長靴を吐いたネコ

カルネの長靴を吐いたネコのネタバレレビュー・内容・結末

カルネ(1994年製作の映画)
3.1

このレビューはネタバレを含みます

※ネタバレ全く自重していませんので、今後観る予定のある方は読まないことをお薦めします。
**********
【カルネ】 (動画)
1991年
総合評価 3.1 → ☆3.1

「シナリオ」 (1.0) … 2 → 2
「演出全般」 (1.2) … 4 → 4.8
「心理効果」 (1.5) … 2 → 3
「視覚効果」 (1.1) … 3 → 3.3
「音響効果」 (0.9) … 4 → 3.6
「教養/啓発」 (0.8) … 3 → 2.4
「俳優/声優」 (0.7) … 3 → 2.1
「独創性」 (0.8) … 4 → 3.2
**********
【ストーリー】
発達障害気味で喋らない娘が生まれると同時に妻が失踪した馬肉屋の主人が、献身的な子育てと肉屋の営業を両立していくが、ある誤解から娘が暴行されたと勘違いして、無実の市民に暴力を働いて逮捕される。保釈金で解放されたものの、店を失った主人は行きつけのカフェの女主人に雇われて愛人化する。
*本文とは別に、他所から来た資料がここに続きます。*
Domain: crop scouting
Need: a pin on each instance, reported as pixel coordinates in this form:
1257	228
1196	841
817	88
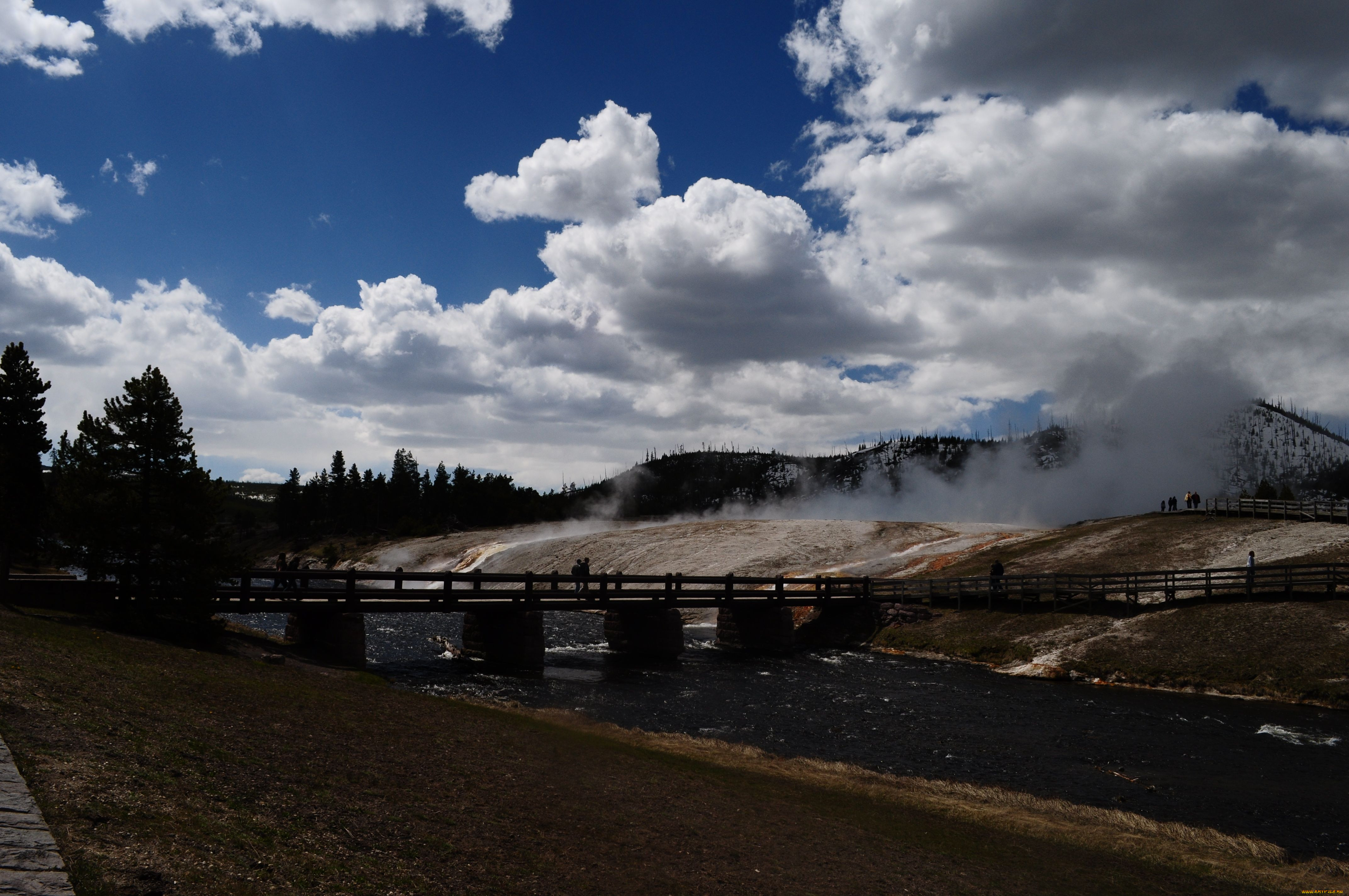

娘は施設で暮らす。
**********
【魅力】
・短い
・独創的演出
・心理学的考察

【不満】
・特になし

【印象に残ったシーン・台詞】
「ATTENTION! 感受性を傷つける危険な部分があります」
**********
【少し突っ込んだ感想】
円盤がレンタルでも手に入らないので動画にて。字幕を高校生が必死に作ったらしく、大変参考にはなったものの、若干違和感を感じる部分があり、内容の理解に影響しているかも。

不器用な馬肉屋の主人の視点が中心で、所々独白的に内面が漏れる。子煩悩で勤勉な一面を見せておきながら、時折凶暴性を発揮するので、初見ならばそのギャップに心理効果があるかも。

しかし、続編「カノン」において、このオヤジは10倍ぐらいの凶暴性を発揮し、15倍ぐらいドス黒い内面を独白しているので、正直「カノン」のインパクトには程遠く、今となっては前日譚的な位置づけといった印象しか受けないかも。

演出においても、銃声音やテロップなど、「カノン」において印象的でセンスを感じるものは「カルネ」でも利用されているので、相似型な映画と言えるかも。ただ、その点でも「カノン」の方が圧倒的に演出を効果的に活用しているので、やはり「カルネ」は物足りなく感じる。

ただ、「カノン」よりも薄味で上品なモノを望むなら、「カルネ」の方が好みかもしれない。論理深度も明らかに「カルネ」の方が高く、観る人を選ぶ名作としては軍配が上がるかもしれない。両者に共通するテーマは「馬肉屋の主人」だけど、「カルネ」は特に馬にこだわっている。受身な娘の世話も、まるで馬の世話のようだし、他、馬を連想させたり馬のキーワードそのものを使う頻度は高かった。馬に造形が深い人なら、もっと哲学的意図を汲み取れるのかも。